Эти предпосылки романтизма и натурализма влияют на все остальные аспекты произведения, в частности на выбор темы и на свойства стиля, но именно структура его — наличие или отсутствие сюжета — воплощает самую важную разницу между ними и прежде всего помогает отнести конкретное произведение к той или другой «школе».
Я не хочу сказать, что писатель сознательно распознает и применяет следствия своей основной предпосылки. Искусство скорее порождается подсознанием, ощущением жизни, чем философскими убеждениями. Даже выбор основной предпосылки может быть подсознательным, поскольку писатели, как и прочие люди, редко формулируют свое ощущение жизни в сознательных категориях. Ощущение это у них может быть таким же противоречивым, как у любого человека, а потому противоречия заметны; граница между романтизмом и натурализмом не всегда последовательно выдерживается в рамках конкретного произведения (тем более что одна из этих предпосылок неверна). Однако, исследуя сферу искусства и изучая готовые творения, можно заметить, что степень связности в следствиях этих предпосылок красноречиво показывает силу философских установок в этой сфере.

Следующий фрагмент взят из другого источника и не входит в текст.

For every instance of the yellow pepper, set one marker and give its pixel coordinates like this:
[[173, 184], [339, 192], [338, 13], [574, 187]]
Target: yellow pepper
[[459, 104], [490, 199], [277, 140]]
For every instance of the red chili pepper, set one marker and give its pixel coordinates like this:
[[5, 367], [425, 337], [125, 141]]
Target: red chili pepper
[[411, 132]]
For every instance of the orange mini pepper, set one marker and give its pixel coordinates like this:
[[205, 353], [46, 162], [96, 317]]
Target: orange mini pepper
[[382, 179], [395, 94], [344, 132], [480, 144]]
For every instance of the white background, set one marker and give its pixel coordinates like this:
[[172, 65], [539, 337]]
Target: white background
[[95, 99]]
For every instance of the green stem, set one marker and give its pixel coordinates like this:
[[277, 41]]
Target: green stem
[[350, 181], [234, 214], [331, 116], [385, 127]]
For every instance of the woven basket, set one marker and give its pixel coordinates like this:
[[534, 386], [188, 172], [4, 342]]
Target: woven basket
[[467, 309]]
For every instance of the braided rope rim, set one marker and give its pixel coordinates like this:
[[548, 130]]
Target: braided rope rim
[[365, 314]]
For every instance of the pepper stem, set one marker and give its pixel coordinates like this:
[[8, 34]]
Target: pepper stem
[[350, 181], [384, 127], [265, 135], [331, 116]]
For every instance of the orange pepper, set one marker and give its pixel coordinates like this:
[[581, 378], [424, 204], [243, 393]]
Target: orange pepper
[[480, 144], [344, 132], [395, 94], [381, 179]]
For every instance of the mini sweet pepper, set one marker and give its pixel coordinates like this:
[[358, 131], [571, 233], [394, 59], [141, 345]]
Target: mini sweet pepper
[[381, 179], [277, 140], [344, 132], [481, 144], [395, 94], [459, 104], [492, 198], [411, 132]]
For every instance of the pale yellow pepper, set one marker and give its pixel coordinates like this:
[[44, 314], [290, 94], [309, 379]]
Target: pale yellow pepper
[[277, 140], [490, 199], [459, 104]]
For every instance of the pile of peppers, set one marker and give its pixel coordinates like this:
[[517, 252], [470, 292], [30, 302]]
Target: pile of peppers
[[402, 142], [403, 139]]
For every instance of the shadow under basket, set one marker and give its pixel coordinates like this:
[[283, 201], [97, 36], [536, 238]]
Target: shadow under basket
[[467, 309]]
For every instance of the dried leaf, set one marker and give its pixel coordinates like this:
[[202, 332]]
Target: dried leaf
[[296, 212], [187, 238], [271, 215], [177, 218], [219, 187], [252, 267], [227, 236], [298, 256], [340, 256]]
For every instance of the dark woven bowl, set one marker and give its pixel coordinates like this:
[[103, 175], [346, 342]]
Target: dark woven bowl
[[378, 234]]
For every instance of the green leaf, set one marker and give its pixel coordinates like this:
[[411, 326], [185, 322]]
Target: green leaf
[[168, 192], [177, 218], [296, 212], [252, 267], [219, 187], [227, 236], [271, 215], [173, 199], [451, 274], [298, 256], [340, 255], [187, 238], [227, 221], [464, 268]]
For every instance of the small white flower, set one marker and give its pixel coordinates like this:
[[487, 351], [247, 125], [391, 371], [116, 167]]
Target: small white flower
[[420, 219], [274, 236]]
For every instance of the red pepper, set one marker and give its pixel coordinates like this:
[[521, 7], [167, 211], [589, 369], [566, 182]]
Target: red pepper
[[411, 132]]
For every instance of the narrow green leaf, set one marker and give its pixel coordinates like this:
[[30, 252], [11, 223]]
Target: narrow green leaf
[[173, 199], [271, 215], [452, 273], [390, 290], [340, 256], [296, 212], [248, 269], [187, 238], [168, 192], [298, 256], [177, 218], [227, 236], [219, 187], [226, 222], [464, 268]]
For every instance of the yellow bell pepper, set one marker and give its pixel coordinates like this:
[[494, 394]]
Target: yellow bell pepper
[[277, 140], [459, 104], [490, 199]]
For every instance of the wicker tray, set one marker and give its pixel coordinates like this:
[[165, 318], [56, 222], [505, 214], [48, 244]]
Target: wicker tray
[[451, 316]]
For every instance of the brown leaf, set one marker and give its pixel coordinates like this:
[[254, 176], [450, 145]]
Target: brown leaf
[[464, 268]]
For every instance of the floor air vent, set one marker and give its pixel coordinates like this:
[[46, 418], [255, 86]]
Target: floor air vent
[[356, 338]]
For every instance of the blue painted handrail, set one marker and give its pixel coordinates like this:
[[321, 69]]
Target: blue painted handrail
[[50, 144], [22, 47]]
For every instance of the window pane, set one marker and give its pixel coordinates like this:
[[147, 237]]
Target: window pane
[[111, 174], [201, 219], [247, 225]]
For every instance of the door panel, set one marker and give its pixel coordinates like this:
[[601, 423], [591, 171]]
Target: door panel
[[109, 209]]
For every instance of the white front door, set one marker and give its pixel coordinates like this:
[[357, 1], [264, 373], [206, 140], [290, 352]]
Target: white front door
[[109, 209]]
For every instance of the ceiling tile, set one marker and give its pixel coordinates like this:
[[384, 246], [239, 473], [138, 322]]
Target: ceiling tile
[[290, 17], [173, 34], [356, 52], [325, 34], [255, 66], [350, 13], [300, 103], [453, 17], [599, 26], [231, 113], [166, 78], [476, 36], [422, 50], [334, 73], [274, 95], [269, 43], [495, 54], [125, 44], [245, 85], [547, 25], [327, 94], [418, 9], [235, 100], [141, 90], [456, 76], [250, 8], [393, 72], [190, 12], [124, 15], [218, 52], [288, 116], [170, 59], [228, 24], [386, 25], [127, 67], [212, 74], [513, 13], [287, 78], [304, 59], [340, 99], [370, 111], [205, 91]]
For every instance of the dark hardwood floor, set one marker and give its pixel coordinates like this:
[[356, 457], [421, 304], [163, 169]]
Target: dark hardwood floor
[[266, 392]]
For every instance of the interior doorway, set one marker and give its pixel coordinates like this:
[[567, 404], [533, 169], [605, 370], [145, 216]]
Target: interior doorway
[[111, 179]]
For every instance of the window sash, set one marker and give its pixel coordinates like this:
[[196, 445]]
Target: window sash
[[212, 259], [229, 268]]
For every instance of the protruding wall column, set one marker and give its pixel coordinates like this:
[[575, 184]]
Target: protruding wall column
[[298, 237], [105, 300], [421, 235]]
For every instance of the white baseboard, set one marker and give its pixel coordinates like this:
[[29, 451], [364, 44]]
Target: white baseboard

За очень редкими (и частными) исключениями, романтизма в современной литературе нет. Это не удивительно, если вспомнить те тяжкие обломки философии, под грузом которых воспитывались поколения. Среди обломков преобладали иррационализм и детерминизм. Молодые люди в годы формирования не могли найти особых причин для разумного, благожелательного, ценностно-ориентированного отношения к жизни ни в философии, ни в ее культурных отражениях, ни в повседневной жизни пассивно разлагающегося общества.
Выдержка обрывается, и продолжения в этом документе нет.